FatLittleMonkey (1341387) | more than 3 years ago | (#35988858)

This has been tried. I believe that many early (crap) machine translation systems were based on that. Apparently it doesn't work. The super-language devolves into a database of one-to-one exceptions so quickly, that you might as well treat each language pair separately.

(In the same way that human-readable programming languages always end up as just plain programming languages.)

Re:phrase book (2)

penguinchris (1020961) | more than 3 years ago | (#35989786)

It seems they're sort of attempting that. They give the example of a contributed translated phrase (not word, a whole phrase, so grammar gets parsed and translated correctly) from Zulu to English. Then, someone translates the same phrase from English to Chinese. A Zulu-speaking user could then look up the Zulu phrase, and would find translations for both English and Chinese.

Will there be things lost in translation... of course. But I think it's not a bad idea, because it's relying on human translations, not machine translations. If you run a phrase through babelfish or google translate multiple times, it turns into gibberish (and for many languages just one pass is enough to turn it into gibberish). But if you pass it along a line of human translators, you'll get something usable. Like a game of telephone or chinese whispers, it will surely get modified along the way, ultimately to a point where much of the meaning is distorted or lost. But if there were checks in place to try to limit how far the chain can go (it would be a web, anyway, not a chain) it would be quite good.

The problem I see with it is that the interface is awful - it's entirely flash, and not a particularly good interface even for flash - and if you're relying on volunteer contributors, you've got to make it easy for them. And flash does not do that. Especially if your volunteers for some languages are sitting in a third-world country with a decade-old computer and a dialup connection - and it doesn't even have to be that extreme an example for a badly done flash website to be a big impediment - plenty of people still have problems with flash on linux, and lots of people around the world use linux.

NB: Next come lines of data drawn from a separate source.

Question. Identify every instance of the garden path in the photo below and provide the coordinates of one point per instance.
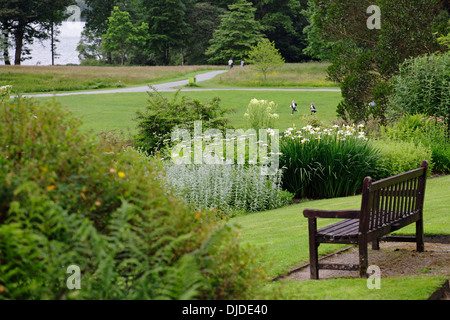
(172, 86)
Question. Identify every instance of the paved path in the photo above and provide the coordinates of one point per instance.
(171, 86)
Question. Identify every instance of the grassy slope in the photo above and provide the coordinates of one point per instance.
(27, 79)
(283, 236)
(116, 111)
(284, 232)
(291, 75)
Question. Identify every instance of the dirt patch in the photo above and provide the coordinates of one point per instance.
(394, 260)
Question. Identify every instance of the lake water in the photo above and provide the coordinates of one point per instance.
(66, 48)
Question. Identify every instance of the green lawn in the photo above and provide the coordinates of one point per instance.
(116, 111)
(291, 75)
(282, 235)
(33, 79)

Also, there are several options for English, along with different dialects. The top-level options are English (Asian), English (British), English (Caribbean), and English (Controlled), and then each one has different dialects to choose from. Controlled English? There's no explanation of these options. What should I list my contributed translation as for what I'd consider "standard" western international English? I think it goes under one of the "dialects" of Controlled English, but I'm not sure.

Also, there seems to hardly be anything available. Most languages are blank databases at the moment, apparently.

Re:phrase book (1)

penguinchris (1020961) | more than 3 years ago | (#35989798)

I have to correct myself, it's not flash. It's really, really awful javascript. It felt like a badly done flash interface. I think in its current state it's probably worse than flash would be, actually.

Re: controlled English (2)

neonsignal (890658) | more than 3 years ago | (#35990458)

Controlled English is probably referring to the subset of English that is a formal language developed at the University of Zurich.

Mon aéroglisseur est plein des anguilles. (1)

RogueWarrior65 (678876) | more than 3 years ago | (#35988014)

That's always a good conversation starter.

Re:Mon aéroglisseur est plein des anguilles. (0)

Anonymous Coward | more than 3 years ago | (#35988236)

Really, why not snakes?

Re:Mon aéroglisseur est plein des anguilles. (1)

FatLittleMonkey (1341387) | more than 3 years ago | (#35988628)

Mon avion est plein de la mère putain de serpents?

OMG (0)

Anonymous Coward | more than 3 years ago | (#35988246)

Are you the fabled...


language list (1)

neonsignal (890658) | more than 3 years ago | (#35990474)

Seems a bit naive to think that there is a single language called 'aborigine'.